Jul 07, 2019 News
Last May, the State Assets Recovery Agency (SARA) officially confirmed with the local media that it was conducting an investigation into the award of the Kaieteur and Canje oil blocks.
These blocks were awarded by former President, Donald Ramotar, to three companies just before the 2015 General and Regional Elections.Heading that probe is SARA’s Special Assistant, Eric Phillips. The SARA official has continuously told members of the media that the probe of the Kaieteur and Canje blocks is necessary since the firms that got the licences– Ratio Guyana, Ratio Energy Limited, and Mid-Atlantic Oil and Gas–have no track record or wherewithal to independently explore and develop the blocks.
However, documents from the Guyana Geology and Mines Commission (GGMC) show that Phillips, who also has no track record in oil exploration, is one of the beneficial owners of a company called ABR Oil and Gas Exploration.
This company has applied for a licence to explore the block that is adjoining to Kaieteur and Canje.
Referred to as Block C, this offshore concession, which Phillips has an interest in is fixed in ultra deep waters.
According to the application seen by this newspaper, the ABR beneficial owners are listed as Seasoned Engineer, Charles Ceres (25%); former Guyana Goldfields Country Manager, Violet Smith (25%); Osafo George, a local businessman (25 %) and Eric Phillips (15 %).
None of these individuals has any track record of exploration and development of offshore blocks, which are located in ultra-deep waters. The only two companies in the world with this capability are ExxonMobil and Petrobras.
The application also called for the full particulars of technical competence and previous experience in oil prospecting or oil field development work including a record of petroleum exploration and production in Guyana and elsewhere.
To this, the applicants noted the following using two lines: “Country Manager- Takutu Oil and Gas and Groundstar Resources and Engineering Consultant- Takutu Oil and Gas and Groundstar Resources.”
This publication understands that Takutu Oil and Gas Inc. was formed by Groundstar Resources Ltd, a Canadian company, and is in partnership with another Canadian firm called Canacol Energy Ltd.
Before relinquishing the licence to drill the onshore Takutu block, both companies had done some gravity survey on the block and had drilled one well.
Furthermore, the application for the licence lists two individuals as ABR’s technical experts: Patrick Assad Ceres, who is an environmental engineer; he happens to be the son of Charles Ceres and Aisha Jean-Baptiste, a geologist, is the daughter of Violet Smith.
The applicants noted that they have US$5M at present to expend on operations under the licence being applied for.

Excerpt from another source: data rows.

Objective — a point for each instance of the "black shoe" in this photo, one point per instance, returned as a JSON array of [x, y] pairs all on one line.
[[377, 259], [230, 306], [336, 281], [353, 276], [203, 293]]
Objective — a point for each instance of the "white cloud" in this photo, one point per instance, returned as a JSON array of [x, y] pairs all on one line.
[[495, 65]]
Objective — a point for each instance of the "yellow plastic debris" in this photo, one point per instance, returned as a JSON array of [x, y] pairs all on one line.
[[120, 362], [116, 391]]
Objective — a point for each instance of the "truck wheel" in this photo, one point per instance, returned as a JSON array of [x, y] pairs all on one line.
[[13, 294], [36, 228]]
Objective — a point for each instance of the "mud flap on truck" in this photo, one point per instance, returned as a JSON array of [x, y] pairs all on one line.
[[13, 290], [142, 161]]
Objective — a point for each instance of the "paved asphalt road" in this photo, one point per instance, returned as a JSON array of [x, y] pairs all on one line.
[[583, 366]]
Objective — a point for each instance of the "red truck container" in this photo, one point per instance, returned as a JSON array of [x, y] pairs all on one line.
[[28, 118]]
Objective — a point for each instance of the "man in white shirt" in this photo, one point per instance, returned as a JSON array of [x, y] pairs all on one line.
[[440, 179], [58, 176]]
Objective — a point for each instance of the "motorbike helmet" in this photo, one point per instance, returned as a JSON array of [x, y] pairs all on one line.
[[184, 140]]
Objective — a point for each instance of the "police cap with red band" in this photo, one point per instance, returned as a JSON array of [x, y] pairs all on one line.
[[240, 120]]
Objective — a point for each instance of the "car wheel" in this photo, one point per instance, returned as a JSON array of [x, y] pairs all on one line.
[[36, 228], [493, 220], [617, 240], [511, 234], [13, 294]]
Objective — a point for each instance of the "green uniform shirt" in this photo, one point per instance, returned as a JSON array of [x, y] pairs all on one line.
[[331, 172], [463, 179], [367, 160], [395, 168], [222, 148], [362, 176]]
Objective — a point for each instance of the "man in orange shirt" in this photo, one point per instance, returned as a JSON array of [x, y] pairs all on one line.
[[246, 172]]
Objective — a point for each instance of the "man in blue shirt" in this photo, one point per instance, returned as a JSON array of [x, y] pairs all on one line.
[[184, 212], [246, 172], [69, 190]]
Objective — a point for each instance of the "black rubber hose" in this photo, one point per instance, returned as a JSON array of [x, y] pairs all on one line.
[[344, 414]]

These would include gathering geo-scientific data, its subsequent assessment along with purchasing of additional data, identification of potential targets and drilling of prospects.
They further noted that the company is Guyanese-owned and they intend to utilise Guyanese petroleum engineers and geologists in its work should the licence be granted.

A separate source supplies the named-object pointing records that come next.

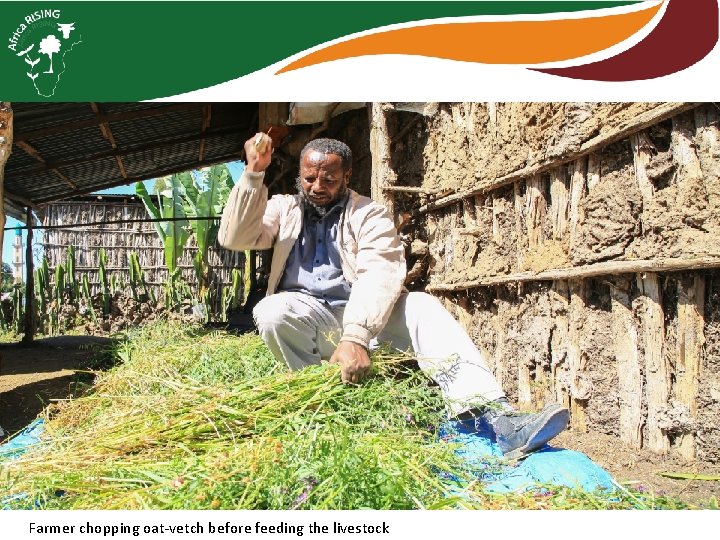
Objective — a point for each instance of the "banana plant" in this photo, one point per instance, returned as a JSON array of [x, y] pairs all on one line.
[[206, 193], [87, 295], [73, 287], [104, 282], [173, 234], [59, 284], [230, 295], [137, 278]]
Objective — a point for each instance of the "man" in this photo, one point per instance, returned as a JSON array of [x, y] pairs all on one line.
[[335, 290]]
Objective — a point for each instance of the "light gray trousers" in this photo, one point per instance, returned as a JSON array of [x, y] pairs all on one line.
[[301, 330]]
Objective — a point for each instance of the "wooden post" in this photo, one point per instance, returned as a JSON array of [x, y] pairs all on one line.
[[560, 294], [576, 357], [519, 244], [627, 355], [642, 153], [657, 373], [593, 176], [577, 191], [535, 211], [498, 208], [6, 139], [683, 150], [382, 172], [690, 341], [469, 214], [559, 203], [499, 365], [29, 284], [708, 138]]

Receipt # 6100198 as seen by this newspaper, shows that $394,000 was paid to GGMC for the licence through the Bank of Nova Scotia. The payment was received on October 16, 2016 at 14:24 hrs.
Kaieteur News tried several times yesterday to contact Phillips for a comment on this issue but he did not take the calls. Kaieteur News then messaged the SARA official via Facebook Messenger and indicated that his comment is being sought for a story.

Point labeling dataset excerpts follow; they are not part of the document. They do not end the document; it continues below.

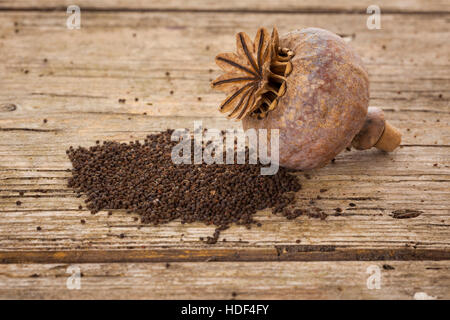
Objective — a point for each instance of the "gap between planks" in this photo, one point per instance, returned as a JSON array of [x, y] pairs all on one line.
[[277, 253]]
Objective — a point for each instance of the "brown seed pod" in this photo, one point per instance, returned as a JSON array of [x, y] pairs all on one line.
[[311, 86]]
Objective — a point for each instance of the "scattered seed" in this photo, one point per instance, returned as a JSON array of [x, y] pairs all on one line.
[[163, 191]]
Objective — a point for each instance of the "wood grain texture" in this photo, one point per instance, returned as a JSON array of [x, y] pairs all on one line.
[[162, 54], [266, 6], [231, 280]]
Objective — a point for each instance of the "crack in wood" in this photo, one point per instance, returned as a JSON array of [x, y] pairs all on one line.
[[291, 11]]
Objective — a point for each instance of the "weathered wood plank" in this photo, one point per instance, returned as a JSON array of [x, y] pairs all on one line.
[[235, 5], [231, 280], [85, 72]]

When this was explained, he said that Kaieteur News should speak with Charles Ceres on the matter. Asked if he is still part of ABR, Phillips said, “No…I am not.”
Up to press time, there was no response when this newspaper asked Phillips to state if his departure from the company was before or after he was put in charge of the SARA probe into the Kaieteur and Canje oil blocks.
When Ceres was contacted, he explained that Phillips was one of the founding members of ABR, which stands for African Business Roundtable and he was not aware that he had resigned. The engineer confirmed that Block C was applied for by the African Business Roundtable.
He made it pellucid however, that he is no longer with ABR and had resigned since his 65th birthday, which was September last.
A few months ago, Head of the Energy Department, Dr. Mark Bynoe, had said that Guyana may be ready for a next licensing round of its offshore blocks, come the first quarter of 2020.
Dr. Bynoe had said that the licensing round is likely to be subjected to an open bid process. Ceres told this newspaper that he agrees with this move as it would maximise more profits for Guyana.
Dr. Bynoe had noted however that he would not want to go forward with the licensing round with Guyana’s old laws. He insisted that the principal Act, being the Petroleum Exploration and Production Act, needs to be reviewed, with the necessary amendments passed by the National Assembly.
It was hoped that that would have been achieved this year.
Furthermore, Dr. Bynoe revealed that his Department is slated to complete a gap analysis of existing legislation. He said that this gap analysis and the reviewed principle Act will set a strong foundation of transparency and accountability for the licensing round that would follow.
He said, too, that it will allow for the Department to draft any replacement or supplementary law that it might need for the sector.